The Food and Drug Administration, which released its findings in a review Monday, has been concerned about cardiovascular side effects since a research paper was published in 2007 linking GlaxoSmithKline PLC's widely-used Avandia to increased risk of heart attack.
The FDA issued new guidance in December requiring drug makers to conduct more stringent clinical trials for type-2 diabetes drugs to better assess heart-attack and stroke risks. The FDA suggested studies of at least two years, far longer than the typical three to six months previously used for approval.

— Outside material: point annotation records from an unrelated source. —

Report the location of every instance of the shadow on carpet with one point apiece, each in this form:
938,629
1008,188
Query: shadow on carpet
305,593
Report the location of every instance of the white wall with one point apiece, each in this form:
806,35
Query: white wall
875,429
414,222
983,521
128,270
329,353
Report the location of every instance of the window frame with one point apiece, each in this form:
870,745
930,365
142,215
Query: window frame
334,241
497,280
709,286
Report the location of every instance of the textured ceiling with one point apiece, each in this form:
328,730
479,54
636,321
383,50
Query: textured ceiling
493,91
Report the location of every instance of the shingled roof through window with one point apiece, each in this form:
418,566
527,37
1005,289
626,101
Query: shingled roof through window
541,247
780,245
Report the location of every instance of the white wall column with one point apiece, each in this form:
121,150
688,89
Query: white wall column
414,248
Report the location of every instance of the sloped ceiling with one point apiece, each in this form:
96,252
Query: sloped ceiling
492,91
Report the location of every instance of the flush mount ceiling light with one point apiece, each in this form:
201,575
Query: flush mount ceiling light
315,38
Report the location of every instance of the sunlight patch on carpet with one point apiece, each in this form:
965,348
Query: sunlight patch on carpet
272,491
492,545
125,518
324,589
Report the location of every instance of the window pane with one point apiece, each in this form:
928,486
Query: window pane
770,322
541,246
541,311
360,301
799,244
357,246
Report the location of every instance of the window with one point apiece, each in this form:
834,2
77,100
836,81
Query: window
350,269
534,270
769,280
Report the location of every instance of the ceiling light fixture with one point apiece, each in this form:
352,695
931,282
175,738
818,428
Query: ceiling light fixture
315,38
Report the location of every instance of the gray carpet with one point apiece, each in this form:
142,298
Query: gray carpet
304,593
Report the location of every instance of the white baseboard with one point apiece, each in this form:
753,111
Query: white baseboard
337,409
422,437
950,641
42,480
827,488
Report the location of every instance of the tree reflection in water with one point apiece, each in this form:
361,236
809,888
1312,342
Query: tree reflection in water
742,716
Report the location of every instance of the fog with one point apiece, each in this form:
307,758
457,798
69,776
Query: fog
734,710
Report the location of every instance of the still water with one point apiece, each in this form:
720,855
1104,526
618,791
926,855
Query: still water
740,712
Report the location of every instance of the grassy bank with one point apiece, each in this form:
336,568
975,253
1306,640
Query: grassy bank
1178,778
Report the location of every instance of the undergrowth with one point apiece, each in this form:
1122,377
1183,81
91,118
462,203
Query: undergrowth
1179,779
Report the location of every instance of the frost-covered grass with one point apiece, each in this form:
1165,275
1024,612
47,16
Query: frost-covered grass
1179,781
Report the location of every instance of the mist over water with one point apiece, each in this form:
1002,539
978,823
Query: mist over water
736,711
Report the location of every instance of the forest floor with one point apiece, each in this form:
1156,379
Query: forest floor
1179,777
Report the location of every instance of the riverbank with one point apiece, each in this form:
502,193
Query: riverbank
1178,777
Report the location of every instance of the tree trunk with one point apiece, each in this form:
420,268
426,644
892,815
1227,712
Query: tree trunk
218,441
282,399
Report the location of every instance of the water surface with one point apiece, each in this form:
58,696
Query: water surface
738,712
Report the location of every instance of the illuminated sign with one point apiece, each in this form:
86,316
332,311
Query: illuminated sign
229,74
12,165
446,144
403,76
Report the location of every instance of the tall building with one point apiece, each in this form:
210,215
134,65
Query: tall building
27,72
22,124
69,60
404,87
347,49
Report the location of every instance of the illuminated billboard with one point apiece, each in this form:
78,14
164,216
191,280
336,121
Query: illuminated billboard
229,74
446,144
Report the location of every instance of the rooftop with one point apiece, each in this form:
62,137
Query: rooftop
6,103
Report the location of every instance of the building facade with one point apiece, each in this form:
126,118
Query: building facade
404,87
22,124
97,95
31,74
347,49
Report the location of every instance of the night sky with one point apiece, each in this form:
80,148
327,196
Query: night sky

On Wednesday, an outside panel of medical experts will vote on whether Bristol-Myers and AstraZeneca have provided enough data to rule out an "unacceptable excess cardiovascular risk relative to competitors." A positive panel vote amounts to a recommendation that the FDA approve the drug. The agency usually follows its panels' advice but isn't required to.
Bristol-Myers and AstraZeneca began conducting human testing of their drug, saxagliptin, well before the new FDA guidelines and didn't design studies to meet the new standards. Instead, the companies reanalyzed data after the studies were completed at the FDA's request to investigate saxagliptin's cardiovascular safety.
Earlier this month, the FDA told Takeda Pharmaceutical Co., which has a similar diabetes drug up for approval, that the amount of data the company submitted wasn't sufficient to meet the new standards.
The FDA review of saxagliptin focused primarily on six core studies submitted by Bristol-Myers and AstraZeneca that followed patients for at least one year after the initial three-to-six month study period. It found an overall low rate of major cardiovascular events, according to Monday's documents. In higher-risk patients, the rates appeared to be similar between patients taking saxagliptin and those getting a placebo or, in one study, the popular diabetes drug metformin, at about 2%.